A: There are a lot of barriers to meeting people and making friends - cultural norms in Saudi, especially Riyadh, enforce separation of the genders and economic classes and/or nationalities. There are also the transportation issues as well as language barriers. Despite these barriers, and with the help of technology (e.g., special interest e-mail list groups), it has been possible.
About working in Riyadh
Q: Did you have a problem getting a work visa/permit for Saudi Arabia?
A: It took about one year from the day of my first job offer to the day I arrived in Riyadh. I am unsure if it was the visa itself that took the most amount of time – there are many components that played a part. There was agreeing on the job contract, the lengthy medical exam, getting documents authenticated...
Q: How does the work culture differ from home?
A: My clinical work as an art therapist is similar to that at home. I work with all ages and genders. Administrative needs, like human resources, take a very long time to process, requiring various stamps and signatures from important people. Unfortunately, favouritism is prevalent, with (some) Saudis being given carte blanche in terms of workload and expectations, including arriving to work late, leaving early, or not showing up at all. Another cultural difference is how some positions are seemingly relegated to certain nationalities. For example, all of the housekeeping staff (called “cleaners”) are Filipino as are most of the nurses.
Family and children
Q: Did your spouse or partner have problems adjusting to their new home?
A: Yes, I believe I can safely say that my partner is having a difficult time adjusting.
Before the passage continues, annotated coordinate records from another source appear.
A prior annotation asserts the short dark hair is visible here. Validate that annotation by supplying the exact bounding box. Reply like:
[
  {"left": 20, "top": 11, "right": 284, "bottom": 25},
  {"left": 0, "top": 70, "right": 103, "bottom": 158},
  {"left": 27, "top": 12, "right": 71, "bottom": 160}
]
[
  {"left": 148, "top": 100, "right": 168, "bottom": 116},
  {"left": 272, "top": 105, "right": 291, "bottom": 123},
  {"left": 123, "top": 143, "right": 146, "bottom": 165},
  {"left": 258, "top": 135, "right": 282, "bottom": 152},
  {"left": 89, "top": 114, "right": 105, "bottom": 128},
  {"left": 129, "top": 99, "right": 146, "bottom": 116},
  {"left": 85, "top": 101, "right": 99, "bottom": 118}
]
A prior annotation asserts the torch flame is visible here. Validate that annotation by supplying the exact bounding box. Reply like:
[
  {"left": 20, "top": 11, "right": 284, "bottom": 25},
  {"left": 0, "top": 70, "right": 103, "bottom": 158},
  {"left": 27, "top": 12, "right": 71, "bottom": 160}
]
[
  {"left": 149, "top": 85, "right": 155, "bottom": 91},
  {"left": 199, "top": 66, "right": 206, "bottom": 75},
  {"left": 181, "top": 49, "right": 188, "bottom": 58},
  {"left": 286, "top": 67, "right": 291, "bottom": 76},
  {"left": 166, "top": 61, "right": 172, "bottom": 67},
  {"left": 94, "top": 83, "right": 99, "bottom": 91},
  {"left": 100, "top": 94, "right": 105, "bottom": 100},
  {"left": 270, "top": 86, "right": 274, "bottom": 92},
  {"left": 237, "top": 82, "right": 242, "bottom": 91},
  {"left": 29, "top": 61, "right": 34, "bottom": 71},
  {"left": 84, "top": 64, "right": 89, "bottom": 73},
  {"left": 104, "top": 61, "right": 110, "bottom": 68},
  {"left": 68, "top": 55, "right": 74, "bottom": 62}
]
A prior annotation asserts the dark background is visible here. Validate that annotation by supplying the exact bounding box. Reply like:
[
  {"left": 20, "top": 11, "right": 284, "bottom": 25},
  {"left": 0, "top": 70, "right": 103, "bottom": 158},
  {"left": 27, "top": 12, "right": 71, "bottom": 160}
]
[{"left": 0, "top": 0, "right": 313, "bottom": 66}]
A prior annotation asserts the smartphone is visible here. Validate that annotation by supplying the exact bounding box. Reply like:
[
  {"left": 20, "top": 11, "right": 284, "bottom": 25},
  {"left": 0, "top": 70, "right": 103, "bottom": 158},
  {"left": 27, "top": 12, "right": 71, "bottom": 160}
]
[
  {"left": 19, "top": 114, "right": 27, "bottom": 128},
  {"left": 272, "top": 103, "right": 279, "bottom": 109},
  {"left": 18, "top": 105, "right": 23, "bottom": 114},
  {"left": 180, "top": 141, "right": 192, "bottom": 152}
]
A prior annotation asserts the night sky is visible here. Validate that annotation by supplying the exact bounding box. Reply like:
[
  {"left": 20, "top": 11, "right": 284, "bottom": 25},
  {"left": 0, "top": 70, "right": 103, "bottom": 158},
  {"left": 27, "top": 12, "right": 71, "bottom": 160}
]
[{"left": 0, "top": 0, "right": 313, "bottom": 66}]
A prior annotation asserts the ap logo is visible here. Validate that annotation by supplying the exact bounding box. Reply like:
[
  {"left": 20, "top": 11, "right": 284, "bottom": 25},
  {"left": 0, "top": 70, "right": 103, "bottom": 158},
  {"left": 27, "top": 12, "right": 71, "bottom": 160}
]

It is very hard not working, not having a car, looking Western, and not speaking the language
Q: How would you rate the healthcare in Saudi Arabia?
A: I receive health care through the hospital I work for. In the USA, my partner was not receiving any healthcare and was paying out of pocket. We are very fortunate to finally have accessible healthcare without having to worry about the cost.
Q: Is there any other advice you like to offer new expat arrivals?
A: Always remind yourself why you made the decision to move to Saudi Arabia, and keep reminding yourself if and when you are feeling out of place: culture shock is inevitable when moving to a new place and how much one acculturates is a process that is complex.
Acculturation is the process of integrating your own personal or cultural values with that of the dominant cultures. The process of moving to a new place involves many stages that one may or may not move through: 1. Honeymoon or Elation: marked by being very interested and inquisitive of local customs, language, foods, etc; 2. Conflict or Resistance: typical thoughts to one’s self may include “We would NEVER do that in my country!”; 3. Critical Stage or Transformation: this important stage is hallmarked by the expat assuming responsibilities for their own cultural development, adjustment, and sense of self; 4. Recovery or Integration: the expat has gone through the ups and downs of culture shock and is feeling well integrated and at ease in their new environment, being able to balance both home cultures and new dominant culture.
To make things more complex, expats will be greeted with a host of questions, some which may feel invasive. For the expat who “looks” Muslim or Arabic, the questions may come more directly from both Saudis and other expats. I am surprised that I’ve had little to no comments on being in an interracial relationship or having a partner who is not working! Most questions have been about my name, my religion, my looks, my nationality, and my family background. Favourite questions include: “Are you Saudi”, “Did you know your name is Arabic?” and “How are you American?”